This is the second of three referendum night blogs. Read the first and third.

National Collective tour as pictured by Documenting Yes.

On a sunny day two years and four months ago in a multiplex in Fountainbridge (the sort of sunny day Spring day where you’d think “this is no day to be cooped up in a cinema”) Alex Salmond, Sean Connery and celebs and politicians launched the Yes Scotland campaign. It was slick, carefully scripted, comfortable, reassuringly respectable. It was everything the campaign turned out not to be. We were not inspired.

Enter the Radical Independence Campaign. A ball of young socialist energy, RIC got organised in 2012 holding two incredible conferences in Glasgow, building support around proper, radical political ideas, registering working class voters by the thousands and galvanising a support base of confident, internationalist fighters. RIC always said that independence could just be the start. Well it’s been an amazing infancy – taking part in its blossoming promises to be something incredible. We’re seeing the rise of an organised left in Scotland. It’s been a while.

So many wonderful ideas have come to print over this campaign. Blogs have positively buzzed with brilliant radical discussion from all political hues. Writers and journalists have given us much to cherish, mentioning Lesley Riddoch, Gerry Hassan, and Iain Macwhirter to name but a few.

The Jimmy Reid Foundation, now at the brink of a split (or more accurately, a productive explosion) over the referendum, has provided much needed clarity of purpose. Their Common Weal project is the closest thing we have to a manifesto for a better politics, and is an essential contribution to Scottish political discussion no matter what happens in the vote. We are now equipped to talk seriously about land value tax, breaking up the banks, nationalising transport, a renewal of Scottish industry, and many other crucial ideas.

And there’s the dreamers: the artists! Wow! Have you ever seen such a creative outpouring? The artists got organised in National Collective, and what a force it’s been. The Yestival tour solidified independence as a creative movement for change as well as a solidly political one. I have been amazed by the poetry, the music, the public art, the wonderful posters, badges, and murals. There has been brilliant comedy too. Art has an ability to get to the heart of an issue in a way cold text always falls short. That goes for comedy too, as the wonderful Jonny and the Baptists proved.

The Green Yes campaign has shown much needed alternative from within the elected parties. The Greens, who risked much taking on the fight despite their traditional light-green base, are now full of fresh momentum. Without the Scottish Greens there would be no voice espousing a wealthy, equitable, green powered Scotland as an alternative to the black black oil bonanza of the SNP (and most other UK parties). A party official told me yesterday they’d had 50 people join in one day. Brilliant.

I’ve had the pleasure of hearing speakers from Women for Independence, Farmers for Yes, Third Sector Yes, So Say Scotland, Christians for Yes, English Scots for Yes, and many, many other national groups and local branches of the same over the last two years.  Even my devout anarchist friends joined the campaign – and voted.

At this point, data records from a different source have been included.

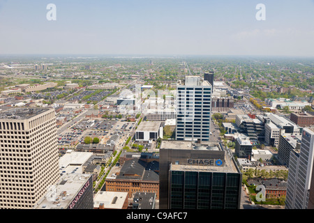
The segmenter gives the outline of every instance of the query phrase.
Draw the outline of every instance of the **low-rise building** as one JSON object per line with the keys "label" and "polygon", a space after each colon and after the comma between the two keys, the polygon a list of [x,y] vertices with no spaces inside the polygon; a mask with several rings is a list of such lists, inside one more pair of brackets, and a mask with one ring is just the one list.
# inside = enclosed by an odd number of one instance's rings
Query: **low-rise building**
{"label": "low-rise building", "polygon": [[163,130],[160,121],[142,121],[135,131],[135,141],[151,141],[163,138]]}
{"label": "low-rise building", "polygon": [[127,192],[98,191],[94,198],[94,209],[128,209]]}

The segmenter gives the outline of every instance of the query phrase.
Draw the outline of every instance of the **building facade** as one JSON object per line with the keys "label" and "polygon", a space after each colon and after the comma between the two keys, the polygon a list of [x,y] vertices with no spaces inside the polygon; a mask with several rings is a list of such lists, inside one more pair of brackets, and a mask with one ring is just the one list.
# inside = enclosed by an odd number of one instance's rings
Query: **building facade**
{"label": "building facade", "polygon": [[177,86],[176,139],[209,141],[212,86],[200,77],[186,76]]}
{"label": "building facade", "polygon": [[60,176],[53,109],[0,113],[0,208],[32,208]]}
{"label": "building facade", "polygon": [[[314,129],[304,128],[300,150],[293,150],[289,162],[285,200],[286,209],[307,209],[312,207],[311,187],[313,167]],[[311,202],[309,203],[311,197]],[[310,205],[310,206],[308,206]]]}
{"label": "building facade", "polygon": [[163,141],[160,209],[237,209],[241,174],[218,145]]}

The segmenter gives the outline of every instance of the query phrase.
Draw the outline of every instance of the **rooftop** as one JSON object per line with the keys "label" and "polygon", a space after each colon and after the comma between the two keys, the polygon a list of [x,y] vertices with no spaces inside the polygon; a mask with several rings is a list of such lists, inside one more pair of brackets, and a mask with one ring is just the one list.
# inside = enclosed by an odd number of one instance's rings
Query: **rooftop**
{"label": "rooftop", "polygon": [[69,174],[64,175],[55,186],[52,187],[34,209],[68,208],[75,196],[91,177],[91,174]]}
{"label": "rooftop", "polygon": [[137,127],[137,132],[158,132],[160,127],[160,121],[142,121]]}
{"label": "rooftop", "polygon": [[94,207],[103,204],[105,208],[122,209],[127,199],[128,192],[99,191],[94,198]]}
{"label": "rooftop", "polygon": [[52,109],[15,107],[0,112],[0,119],[29,119],[49,110]]}
{"label": "rooftop", "polygon": [[[294,148],[297,148],[297,145],[301,144],[302,139],[301,134],[292,134],[292,133],[282,133],[281,135]],[[297,148],[299,149],[299,148]]]}
{"label": "rooftop", "polygon": [[246,137],[240,136],[237,138],[237,141],[242,146],[252,146],[249,138]]}
{"label": "rooftop", "polygon": [[216,142],[202,142],[197,144],[190,141],[163,140],[160,149],[187,149],[187,150],[221,150],[219,144]]}

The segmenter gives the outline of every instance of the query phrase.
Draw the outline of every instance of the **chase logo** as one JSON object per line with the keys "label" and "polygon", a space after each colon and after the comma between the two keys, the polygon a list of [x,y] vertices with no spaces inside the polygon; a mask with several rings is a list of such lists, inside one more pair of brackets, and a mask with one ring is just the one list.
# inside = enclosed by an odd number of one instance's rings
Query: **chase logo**
{"label": "chase logo", "polygon": [[221,161],[221,160],[217,160],[215,163],[216,166],[221,166],[223,164],[223,161]]}

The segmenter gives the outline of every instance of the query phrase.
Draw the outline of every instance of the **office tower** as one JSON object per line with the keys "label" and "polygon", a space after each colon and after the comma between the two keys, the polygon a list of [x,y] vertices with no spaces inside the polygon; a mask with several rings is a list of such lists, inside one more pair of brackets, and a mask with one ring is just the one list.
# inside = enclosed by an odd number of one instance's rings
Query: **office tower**
{"label": "office tower", "polygon": [[59,178],[53,109],[0,112],[0,209],[32,208]]}
{"label": "office tower", "polygon": [[285,133],[285,130],[281,130],[278,146],[278,159],[281,164],[289,168],[291,151],[294,149],[300,150],[301,140],[301,134]]}
{"label": "office tower", "polygon": [[252,156],[253,146],[248,137],[240,135],[235,140],[235,152],[239,158],[246,158],[249,160]]}
{"label": "office tower", "polygon": [[205,72],[204,74],[204,80],[209,82],[211,84],[211,92],[214,91],[214,71],[209,71],[209,72]]}
{"label": "office tower", "polygon": [[314,129],[304,128],[300,149],[292,150],[290,153],[286,209],[313,208],[313,149]]}
{"label": "office tower", "polygon": [[264,118],[265,123],[265,144],[278,148],[279,144],[280,130],[283,129],[285,133],[299,134],[299,126],[283,116],[267,113]]}
{"label": "office tower", "polygon": [[197,76],[186,76],[178,83],[177,140],[209,140],[211,89],[211,84]]}
{"label": "office tower", "polygon": [[160,209],[238,209],[241,174],[219,144],[165,141],[160,149]]}

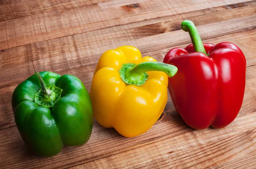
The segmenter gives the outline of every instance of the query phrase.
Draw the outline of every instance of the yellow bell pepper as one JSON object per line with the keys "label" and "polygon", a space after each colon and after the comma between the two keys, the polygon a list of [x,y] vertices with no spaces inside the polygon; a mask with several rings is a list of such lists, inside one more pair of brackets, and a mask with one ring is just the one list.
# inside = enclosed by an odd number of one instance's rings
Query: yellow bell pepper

This is a genuine mass movement, of the likes we’ve not seen for a long, long time. Walking by the National Gallery yesterday I was surrounded by strangers having deep conversations about political change. In the context of history, the significance this nation-wide discussion should be fully understood to be on a par with the Putney Debates.

Today in Scotland the left is better organised, more energetic and clearer minded than it ever has been. Why?

Someone recently asked me why the AV referendum didn’t spark such excitement. I have also heard folk say “why should we need a referendum to have all of this excitement about politics”. The reason is not opaque: we were being offered meaningful change. Being given the opportunity for something different, no matter how risky or challenging it might be to bring about, was was the starting gun for this spectacular constitutional carnival.

The clarity of purpose of friends joining the campaign from elsewhere has buoyed us no end. Joe Greenwood, who campaigned with us last weekend, told us why this could change England too. To put it simply: “we have a chance to quake the British state and establishment to its core – how could we pass it up?” Along with the contributions of other rUK groups such as Red Pepper and Open Democracy, momentum is building around the idea that this could be the starting gun of England’s own renewal movement. To answer Josie Long’s call for “England to have its own referendum”, Scottish independence could yet provide the space for political imagination, so sorely needed south of the border.

So as Ken Ferguson points out in the excellent Red Pepper magazine, either way we have won. The referendum has unleashed colourful and powerful political forces which will not be contained.

We are better organised and ready to make a difference. Today turnout will be the highest in Scottish history. These new voters will not be voting for business as usual when we are next asked to elect a parliament.

We have built a movement for change that will no longer be satisfied with slick, carefully scripted, comfortable, and reassuringly respectable politics of two years ago. We are anarchic, creative, radical, powerful and utterly earth shattering and, no matter what happens tonight, we are now ready to change these islands for better.